Consider $$x(t) = \text{rect} \left(\frac{t}{2}-\frac{3}{2}\right)$$
From FT-Table, we know $$\mathcal{F}\big(x(at)\big) = \frac{1}{|a|}X\left(j\frac{\omega}{a}\right)$$ and $$\mathcal{F}\big(x(t-t_0)\big) = X\left(j\omega\right)e^{-j\omega t_0}$$
Now I am confused the FT of the top function should be $$X(j\omega)=2\text{sinc}\left(\frac{\omega}{\pi}\right)e^{-j\omega \frac{3}{2}}$$ or $$X(j\omega)=2\text{sinc}\left(\frac{\omega}{\pi}\right)e^{-j\omega 3}$$
Can anyone please provide me with a strict way to identify the correct answer?

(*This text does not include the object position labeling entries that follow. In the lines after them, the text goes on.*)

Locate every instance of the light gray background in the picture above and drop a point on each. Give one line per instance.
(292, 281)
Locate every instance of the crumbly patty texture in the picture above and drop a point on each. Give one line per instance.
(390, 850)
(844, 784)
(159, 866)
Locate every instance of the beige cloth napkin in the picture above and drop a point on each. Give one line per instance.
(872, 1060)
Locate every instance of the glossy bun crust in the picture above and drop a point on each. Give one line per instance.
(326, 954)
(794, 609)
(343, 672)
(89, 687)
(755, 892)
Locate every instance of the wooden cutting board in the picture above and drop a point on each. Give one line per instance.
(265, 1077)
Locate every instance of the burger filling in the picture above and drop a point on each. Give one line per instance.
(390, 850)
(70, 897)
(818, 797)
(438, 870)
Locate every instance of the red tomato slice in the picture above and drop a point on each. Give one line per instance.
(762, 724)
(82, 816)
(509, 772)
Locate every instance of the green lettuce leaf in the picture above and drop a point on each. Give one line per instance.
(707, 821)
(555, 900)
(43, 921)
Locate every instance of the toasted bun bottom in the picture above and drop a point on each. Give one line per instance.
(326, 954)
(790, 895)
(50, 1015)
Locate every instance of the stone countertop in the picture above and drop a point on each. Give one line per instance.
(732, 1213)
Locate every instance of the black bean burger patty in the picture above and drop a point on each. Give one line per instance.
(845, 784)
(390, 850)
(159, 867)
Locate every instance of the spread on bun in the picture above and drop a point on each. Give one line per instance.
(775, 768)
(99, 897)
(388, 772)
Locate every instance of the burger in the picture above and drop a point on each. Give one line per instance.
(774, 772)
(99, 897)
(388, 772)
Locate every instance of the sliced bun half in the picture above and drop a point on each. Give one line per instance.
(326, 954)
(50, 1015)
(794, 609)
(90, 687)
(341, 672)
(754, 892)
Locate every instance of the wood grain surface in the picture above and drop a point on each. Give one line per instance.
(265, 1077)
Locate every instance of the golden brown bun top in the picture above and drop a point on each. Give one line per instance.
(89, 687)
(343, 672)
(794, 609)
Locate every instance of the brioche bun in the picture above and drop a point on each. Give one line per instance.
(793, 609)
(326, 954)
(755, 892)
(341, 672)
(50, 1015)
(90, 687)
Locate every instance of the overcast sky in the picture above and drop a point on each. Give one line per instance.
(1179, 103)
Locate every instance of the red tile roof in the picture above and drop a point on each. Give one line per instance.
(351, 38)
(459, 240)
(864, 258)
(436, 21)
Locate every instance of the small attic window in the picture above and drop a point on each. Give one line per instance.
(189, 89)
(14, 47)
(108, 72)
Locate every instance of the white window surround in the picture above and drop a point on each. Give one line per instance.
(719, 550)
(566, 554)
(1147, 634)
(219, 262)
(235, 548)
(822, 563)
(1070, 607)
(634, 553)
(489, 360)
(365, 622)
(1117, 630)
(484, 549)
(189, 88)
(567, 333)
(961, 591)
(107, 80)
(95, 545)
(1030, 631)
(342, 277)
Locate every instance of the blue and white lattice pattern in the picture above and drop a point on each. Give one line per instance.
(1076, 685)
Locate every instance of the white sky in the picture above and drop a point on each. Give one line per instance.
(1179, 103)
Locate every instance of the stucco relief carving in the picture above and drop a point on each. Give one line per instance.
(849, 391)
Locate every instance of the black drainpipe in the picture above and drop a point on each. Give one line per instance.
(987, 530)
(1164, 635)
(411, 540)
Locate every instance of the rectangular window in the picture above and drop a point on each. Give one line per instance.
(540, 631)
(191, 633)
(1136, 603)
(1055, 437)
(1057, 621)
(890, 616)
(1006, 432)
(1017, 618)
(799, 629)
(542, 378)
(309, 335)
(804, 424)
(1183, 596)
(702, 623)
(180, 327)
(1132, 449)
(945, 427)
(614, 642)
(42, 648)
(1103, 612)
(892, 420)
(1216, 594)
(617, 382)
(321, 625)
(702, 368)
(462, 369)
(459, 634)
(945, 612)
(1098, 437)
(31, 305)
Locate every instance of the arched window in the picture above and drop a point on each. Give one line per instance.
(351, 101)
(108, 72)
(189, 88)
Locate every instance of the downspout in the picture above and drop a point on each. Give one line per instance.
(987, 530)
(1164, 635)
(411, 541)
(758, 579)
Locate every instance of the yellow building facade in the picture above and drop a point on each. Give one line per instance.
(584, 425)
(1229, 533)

By definition, take$$X(\omega)=\int_{-\infty}^{\infty} \operatorname{rect}\left(\frac{t}{\tau}\right) e^{-j \omega t} d t$$ $\text { Since rect }(t / \tau)=1 \text { for }-\tau / 2<t<\tau / 2 \text { and } 0 \text { otherwise, we have } $ $$X(\omega)=\int_{-\tau / 2}^{\tau / 2} e^{-j \omega t} d t=-\frac{1}{j \omega}\left(e^{-j \omega r / 2}-e^{j \omega r / 2}\right)=\frac{2 \sin \left(\frac{\omega \tau}{2}\right)}{\omega}=\tau \frac{\sin \left(\frac{\omega \tau}{2}\right)}{\left(\frac{\omega \tau}{2}\right)}=\tau \operatorname{sinc}\left(\frac{\omega \tau}{2}\right).$$ We take $\tau=2$, thus $X(\omega)=2\text{sinc}(\omega).$ Subsequently, the translation rule you give us $$ 2\text{sinc}(\omega)e^{- 3j \omega },$$ since we translate by 3. You take another definition of rect that gives us the $1/\pi$?
Also:
I presume $X=\mathcal F(x),$ so be aware the transformation rules read $$\mathcal F(f(at))=\frac1{|a|}\hat f(\frac \omega{|a|})$$ and $$\mathcal F(f(t-t_0))= \hat f(\omega )e^{-jt_0\omega},$$ where $\hat f=\mathcal F(f)$, thus the complex number $j$ is not within $f$.